Der 20-Jährige lebt im 12. Arrondissement. „Nur etwa sieben Minuten vom Elften entfernt, in dem das Konzerthaus Bataclan liegt“, berichtet der Sorbonne-Student im Telefonat mit der WZ. Dort sind ebenfalls das italienische Restaurant „La Casa Nostra“ und das „Café Bonne Bière“, der Boulevard Voltaire und die Rue de Charonne. An all diesen Orten haben Anschläge stattgefunden, hat es viele Tote und Verletzte gegeben.
Heinke war am Freitagabend „auf der anderen Seite von Paris“, um den Geburtstag mit einer Freundin zu feiern. Er habe von den Anschlägen erfahren, als sich ein Freund per SMS erkundigt hat, ob es ihm gut gehe. Heinke: „Er dachte, dass ich mir wie zuvor beabsichtigt das Spiel Deutschland gegen Frankreich im Stadion ansehen wollte.“ Zur gleichen Zeit seien auch die anderen Partyteilnehmer durch SMS und Anrufe auf den Terror aufmerksam gemacht worden. Jeder habe schnell Kontakt zu Freunden und Familie gesucht, um zu hören, wie es denen geht. Er selbst habe an diesem Abend auch mehrmals mit seinen Eltern, seine Mutter ist Französin, und den Großeltern gesprochen. Alle Gäste konnten bei den Eltern der Freundin übernachten, um nicht mehr hinaus auf die Straße zu müssen.
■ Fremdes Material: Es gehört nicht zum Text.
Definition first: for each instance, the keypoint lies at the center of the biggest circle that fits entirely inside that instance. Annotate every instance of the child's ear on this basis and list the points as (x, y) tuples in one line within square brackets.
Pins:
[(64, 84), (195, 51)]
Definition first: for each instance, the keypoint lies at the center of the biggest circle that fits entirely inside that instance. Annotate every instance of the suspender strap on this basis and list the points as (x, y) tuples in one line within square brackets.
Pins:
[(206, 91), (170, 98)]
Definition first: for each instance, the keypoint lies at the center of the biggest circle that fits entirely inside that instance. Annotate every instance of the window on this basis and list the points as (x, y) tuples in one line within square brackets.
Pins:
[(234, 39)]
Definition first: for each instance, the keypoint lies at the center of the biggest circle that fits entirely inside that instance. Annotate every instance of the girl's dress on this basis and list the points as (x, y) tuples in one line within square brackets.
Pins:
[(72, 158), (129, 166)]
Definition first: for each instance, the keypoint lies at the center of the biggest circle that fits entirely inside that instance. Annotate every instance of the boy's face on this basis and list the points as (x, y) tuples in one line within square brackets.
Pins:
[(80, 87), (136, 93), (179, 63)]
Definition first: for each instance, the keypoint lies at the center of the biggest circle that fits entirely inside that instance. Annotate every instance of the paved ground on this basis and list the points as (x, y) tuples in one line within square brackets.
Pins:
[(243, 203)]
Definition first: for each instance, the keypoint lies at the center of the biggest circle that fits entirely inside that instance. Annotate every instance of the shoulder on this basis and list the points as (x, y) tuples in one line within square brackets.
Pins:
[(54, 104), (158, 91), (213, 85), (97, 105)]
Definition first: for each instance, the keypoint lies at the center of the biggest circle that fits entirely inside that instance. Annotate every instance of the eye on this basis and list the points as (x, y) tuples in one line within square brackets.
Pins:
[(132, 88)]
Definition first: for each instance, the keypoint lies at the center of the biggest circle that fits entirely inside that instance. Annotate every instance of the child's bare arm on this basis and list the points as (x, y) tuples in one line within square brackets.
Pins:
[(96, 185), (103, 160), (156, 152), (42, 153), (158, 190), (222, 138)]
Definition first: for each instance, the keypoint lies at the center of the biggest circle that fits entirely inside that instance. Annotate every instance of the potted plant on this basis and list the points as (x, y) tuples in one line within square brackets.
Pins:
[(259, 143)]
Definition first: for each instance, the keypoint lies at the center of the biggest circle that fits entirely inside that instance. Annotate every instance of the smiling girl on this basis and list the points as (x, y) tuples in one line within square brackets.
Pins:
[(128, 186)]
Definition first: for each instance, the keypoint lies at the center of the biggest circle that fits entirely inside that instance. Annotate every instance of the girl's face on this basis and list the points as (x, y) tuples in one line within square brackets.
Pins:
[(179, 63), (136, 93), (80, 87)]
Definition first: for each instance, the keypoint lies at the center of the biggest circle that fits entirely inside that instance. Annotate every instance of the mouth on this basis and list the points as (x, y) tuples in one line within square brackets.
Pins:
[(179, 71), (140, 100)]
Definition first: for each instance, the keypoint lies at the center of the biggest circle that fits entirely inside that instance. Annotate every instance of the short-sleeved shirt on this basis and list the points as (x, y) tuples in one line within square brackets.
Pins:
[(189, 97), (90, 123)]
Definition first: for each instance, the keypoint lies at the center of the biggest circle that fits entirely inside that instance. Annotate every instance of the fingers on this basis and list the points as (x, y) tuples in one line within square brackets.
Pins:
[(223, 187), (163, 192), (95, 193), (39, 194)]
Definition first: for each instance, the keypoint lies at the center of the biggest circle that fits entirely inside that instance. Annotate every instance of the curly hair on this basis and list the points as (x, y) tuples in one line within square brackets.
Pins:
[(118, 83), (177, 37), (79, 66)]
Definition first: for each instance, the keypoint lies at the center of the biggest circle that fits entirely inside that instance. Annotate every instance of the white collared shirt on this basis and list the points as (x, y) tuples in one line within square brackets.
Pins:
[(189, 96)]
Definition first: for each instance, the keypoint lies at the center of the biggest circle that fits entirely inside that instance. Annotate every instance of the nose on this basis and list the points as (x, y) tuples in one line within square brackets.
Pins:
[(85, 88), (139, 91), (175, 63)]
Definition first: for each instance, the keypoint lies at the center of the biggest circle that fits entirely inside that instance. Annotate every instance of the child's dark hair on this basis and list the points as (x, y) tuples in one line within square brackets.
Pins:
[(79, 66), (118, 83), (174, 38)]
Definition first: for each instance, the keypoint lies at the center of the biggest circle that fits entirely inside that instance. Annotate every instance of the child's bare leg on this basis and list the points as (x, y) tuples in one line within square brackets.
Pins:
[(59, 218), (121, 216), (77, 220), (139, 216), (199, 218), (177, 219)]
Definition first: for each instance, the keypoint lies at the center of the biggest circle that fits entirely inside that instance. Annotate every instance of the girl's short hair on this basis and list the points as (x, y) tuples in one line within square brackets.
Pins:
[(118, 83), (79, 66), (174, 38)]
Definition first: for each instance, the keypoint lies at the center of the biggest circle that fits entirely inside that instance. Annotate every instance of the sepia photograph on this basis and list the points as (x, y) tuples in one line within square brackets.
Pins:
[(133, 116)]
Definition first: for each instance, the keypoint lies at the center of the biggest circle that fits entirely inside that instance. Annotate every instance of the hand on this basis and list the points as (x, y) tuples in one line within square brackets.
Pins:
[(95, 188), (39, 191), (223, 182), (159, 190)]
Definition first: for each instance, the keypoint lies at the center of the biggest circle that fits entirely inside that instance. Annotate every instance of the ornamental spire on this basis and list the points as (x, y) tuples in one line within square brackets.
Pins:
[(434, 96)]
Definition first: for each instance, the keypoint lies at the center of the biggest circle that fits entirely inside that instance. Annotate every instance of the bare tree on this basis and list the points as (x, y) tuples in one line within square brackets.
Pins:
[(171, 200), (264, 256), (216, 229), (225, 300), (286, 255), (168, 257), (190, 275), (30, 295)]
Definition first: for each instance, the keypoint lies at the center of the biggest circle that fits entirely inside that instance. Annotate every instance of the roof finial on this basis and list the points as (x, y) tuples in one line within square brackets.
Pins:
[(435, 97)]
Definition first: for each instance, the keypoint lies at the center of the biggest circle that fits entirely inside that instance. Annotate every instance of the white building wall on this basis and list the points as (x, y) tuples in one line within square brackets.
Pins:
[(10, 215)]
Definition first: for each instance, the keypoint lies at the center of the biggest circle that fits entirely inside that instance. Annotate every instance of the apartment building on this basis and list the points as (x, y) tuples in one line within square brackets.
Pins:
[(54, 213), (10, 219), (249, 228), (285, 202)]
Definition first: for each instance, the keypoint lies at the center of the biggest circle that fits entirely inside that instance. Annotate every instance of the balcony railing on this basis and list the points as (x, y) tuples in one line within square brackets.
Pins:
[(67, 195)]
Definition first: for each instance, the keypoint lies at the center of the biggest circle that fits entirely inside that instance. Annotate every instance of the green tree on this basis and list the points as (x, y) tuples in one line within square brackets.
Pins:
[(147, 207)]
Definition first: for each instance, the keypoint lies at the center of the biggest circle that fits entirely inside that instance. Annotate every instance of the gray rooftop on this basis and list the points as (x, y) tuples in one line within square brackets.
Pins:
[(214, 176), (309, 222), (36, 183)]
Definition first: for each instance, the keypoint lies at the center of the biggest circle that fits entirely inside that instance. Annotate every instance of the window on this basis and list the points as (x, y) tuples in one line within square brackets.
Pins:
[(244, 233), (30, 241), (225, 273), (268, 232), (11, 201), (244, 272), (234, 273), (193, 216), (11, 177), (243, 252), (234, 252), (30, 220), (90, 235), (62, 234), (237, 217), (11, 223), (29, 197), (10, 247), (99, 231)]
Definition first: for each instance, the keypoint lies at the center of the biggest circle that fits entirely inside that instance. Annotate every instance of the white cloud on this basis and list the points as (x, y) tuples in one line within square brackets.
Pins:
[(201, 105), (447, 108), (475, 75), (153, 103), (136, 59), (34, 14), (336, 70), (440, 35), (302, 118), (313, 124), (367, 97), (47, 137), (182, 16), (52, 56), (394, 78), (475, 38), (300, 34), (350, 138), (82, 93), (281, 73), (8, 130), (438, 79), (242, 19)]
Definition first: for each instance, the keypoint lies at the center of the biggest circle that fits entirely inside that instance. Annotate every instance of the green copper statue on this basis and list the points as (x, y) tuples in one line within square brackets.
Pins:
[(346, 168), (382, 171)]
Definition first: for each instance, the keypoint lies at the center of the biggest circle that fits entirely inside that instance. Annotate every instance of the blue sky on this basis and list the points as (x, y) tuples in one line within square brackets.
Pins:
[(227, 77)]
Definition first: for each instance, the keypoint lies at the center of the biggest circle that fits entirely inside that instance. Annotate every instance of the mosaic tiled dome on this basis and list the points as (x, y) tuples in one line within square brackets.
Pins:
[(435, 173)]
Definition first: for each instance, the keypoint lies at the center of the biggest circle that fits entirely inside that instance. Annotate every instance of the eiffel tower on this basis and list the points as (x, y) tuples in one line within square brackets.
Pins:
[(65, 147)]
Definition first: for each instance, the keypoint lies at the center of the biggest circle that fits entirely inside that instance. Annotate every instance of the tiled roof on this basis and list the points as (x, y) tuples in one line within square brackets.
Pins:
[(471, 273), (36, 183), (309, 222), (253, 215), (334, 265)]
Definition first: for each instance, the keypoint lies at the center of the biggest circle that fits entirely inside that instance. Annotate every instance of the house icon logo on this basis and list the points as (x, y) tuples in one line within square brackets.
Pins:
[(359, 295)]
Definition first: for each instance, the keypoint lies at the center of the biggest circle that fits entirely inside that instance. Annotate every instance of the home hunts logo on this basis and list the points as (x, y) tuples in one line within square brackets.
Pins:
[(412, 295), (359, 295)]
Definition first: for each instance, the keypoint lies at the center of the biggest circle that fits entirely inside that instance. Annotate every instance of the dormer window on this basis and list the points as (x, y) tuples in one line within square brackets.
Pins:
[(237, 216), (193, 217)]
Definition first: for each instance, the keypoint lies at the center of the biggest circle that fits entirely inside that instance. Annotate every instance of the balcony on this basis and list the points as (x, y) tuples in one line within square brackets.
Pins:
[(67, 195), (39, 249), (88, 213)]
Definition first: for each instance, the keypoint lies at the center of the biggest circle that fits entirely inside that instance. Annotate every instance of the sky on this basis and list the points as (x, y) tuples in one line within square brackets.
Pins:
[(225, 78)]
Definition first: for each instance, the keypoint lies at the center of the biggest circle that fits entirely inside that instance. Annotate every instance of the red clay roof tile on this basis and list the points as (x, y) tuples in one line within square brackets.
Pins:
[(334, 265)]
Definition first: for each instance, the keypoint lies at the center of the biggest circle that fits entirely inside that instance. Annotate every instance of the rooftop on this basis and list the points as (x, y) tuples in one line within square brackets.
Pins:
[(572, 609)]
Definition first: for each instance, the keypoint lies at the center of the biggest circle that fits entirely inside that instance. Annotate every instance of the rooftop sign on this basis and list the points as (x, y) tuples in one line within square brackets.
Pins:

„Als ich am Samstag mit der Metro nach Hause gefahren bin, habe ich genauer auf meine Umgebung geachtet“, sagt der junge Mann. Er habe Angst gehabt. Auch wenn der Kopf etwas anderes gesagt habe: „Es sind 129 Menschen gestorben. Wenn man dies auf die 3,7 Millionen Pariser umrechnet, ist das nur ein kleiner Teil.“ Doch diese nüchterne Rechnung könne nicht das Gefühl und die Trauer um die vielen Toten und Verletzten vertreiben. Genauso wenig wie die Ohnmacht und Hilflosigkeit, die er fühle. „Man kann nichts tun, sich nicht wehren. Es kann jeder jederzeit passieren“, sagt der Student der deutschen und englischen Literatur.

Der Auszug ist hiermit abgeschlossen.